The words on the pages of my Bible are relevant to my current circumstances, though it might take digging to understand how. But the digging is important. The more I dig, and the more I grasp that God has given us Himself in His own words, the more deeply I want you to love the digging, too.
The other night my husband and I were talking about what we’d been studying, and I couldn’t stop gushing over how relatable the ancient words of the Bible were to my life circumstances. The faithful, patient love of God that I’d read about in Psalm 78 that morning smashes through all the misconceptions about God’s character that we hold to when we don’t believe in God in the way that He has revealed to us in His Word.
We’ve created God in our own image, and He’s small.
But in His Word, He’s big and good and endlessly patient. He always kept His part of His covenant, even when His people broke it with committed regularity. Their persistent unfaithfulness to Him only highlights His constant, loyal love for them.
I want people to know the Lord as I’m learning to know Him. The more I study, the more He scratches out the small, neatly lined portrait I’ve made of Him. And I feel compelled for believers to know Him like this, to understand that the Scripture transcends the passing of time and is both useful and necessary for our growth as the people of God. Over the past decade of my life, it has become a lifeline like no other for me. Nothing in my life can stand up to the crushing disappointments and the fear-driven anxieties of life like the Word of God.

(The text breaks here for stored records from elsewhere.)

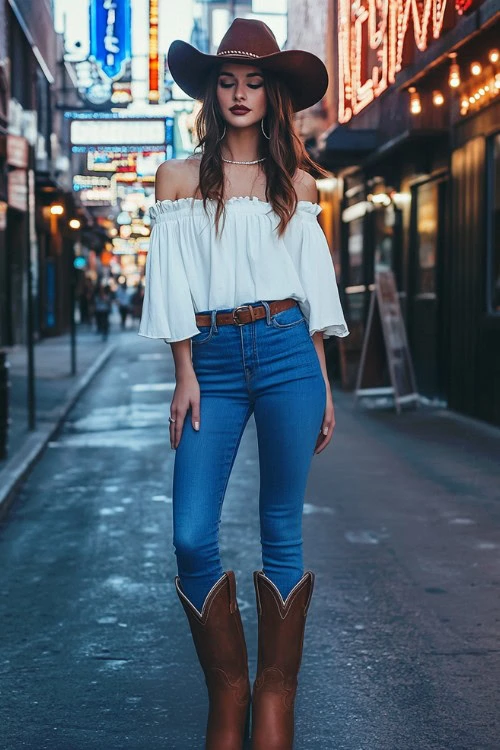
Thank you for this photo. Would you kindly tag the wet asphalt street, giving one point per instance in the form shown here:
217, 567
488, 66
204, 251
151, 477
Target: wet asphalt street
401, 526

If you struggle to read your Bible with any regularity, please come back for the rest of this series as I share with you:
*what Bible study looks like practically for me and why I think we all need it
*how to balance a personal quiet time (and why I hate that terminology) when you have small children or babies that don’t sleep
*the Bible’s context vs. yours
*overcoming common obstacles
*how to persevere through dry seasons
*recommended resources
Coming next week: Do I need the Bible every day?
This is post 1 in the series “Knowing God in His Own Words”

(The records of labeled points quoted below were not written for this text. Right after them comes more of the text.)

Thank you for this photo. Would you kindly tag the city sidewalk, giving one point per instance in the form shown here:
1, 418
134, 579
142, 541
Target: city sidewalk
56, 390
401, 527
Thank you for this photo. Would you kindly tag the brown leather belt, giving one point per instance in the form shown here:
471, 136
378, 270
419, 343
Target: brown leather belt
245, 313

Glenna Marshall is married to her pastor, William, and lives in rural Southeast Missouri where she tries and fails to keep up with her two energetic sons. She is the author of The Promise is His Presence (P&R) and Everyday Faithfulness (Crossway), and Memorizing Scripture (Moody). Connect with her on Instagram, Facebook, and Twitter.
Glenna! Fellow hope*writer, I am so glad I got to visit your website today. Your picture of the morning looks how I so often feel- fuzzy around the edges, counting at least the opening of my Bible as a win, even if I don’t feel like I can dig as deeply as I want. Thanks for the work you’re doing on this series!!

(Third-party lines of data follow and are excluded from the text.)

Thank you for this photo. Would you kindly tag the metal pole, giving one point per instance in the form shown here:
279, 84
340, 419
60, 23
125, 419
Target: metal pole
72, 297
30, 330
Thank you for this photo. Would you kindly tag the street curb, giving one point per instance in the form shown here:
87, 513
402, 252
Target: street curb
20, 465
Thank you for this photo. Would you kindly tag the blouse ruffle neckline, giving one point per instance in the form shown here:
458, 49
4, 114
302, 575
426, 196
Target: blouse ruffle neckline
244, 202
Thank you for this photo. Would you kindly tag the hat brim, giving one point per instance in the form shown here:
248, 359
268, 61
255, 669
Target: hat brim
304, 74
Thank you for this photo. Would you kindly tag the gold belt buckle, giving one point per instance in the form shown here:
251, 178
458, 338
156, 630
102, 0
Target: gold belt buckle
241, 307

This was so good. Looking forward to the next one.
Also sent Annette’s email address in. Have a good Saturday. ________________________________
I found you via hope*writers FB page. Love this post! So relatable (even by those of us who no longer have the blessing of little ones at home). I may be quoting part of this post in the book I’m writing: one of the chapters is called “a small, comfortable god” — about the time the Israelites were frightened of the big, real GOD that made the mountain thunder, so they made a small god they could be comfortable with, and how we do the same thing.
Thanks so much for your comment! I’m happy for you to quote anything you find helpful. Congratulations on the work you’ve done on your book! And for pulling others in to help you–that is definitely scary to me. Just having someone look at my proposal soon is making me anxious.
You’ll have to let me know when your book is done and available! I’d love to read it.
Thanks! The group has actually been very helpful: both for feedback, but more so because knowing I owe them a chapter or two every month keeps me from slacking off!
I will let you know when it’s ready to read. Thanks!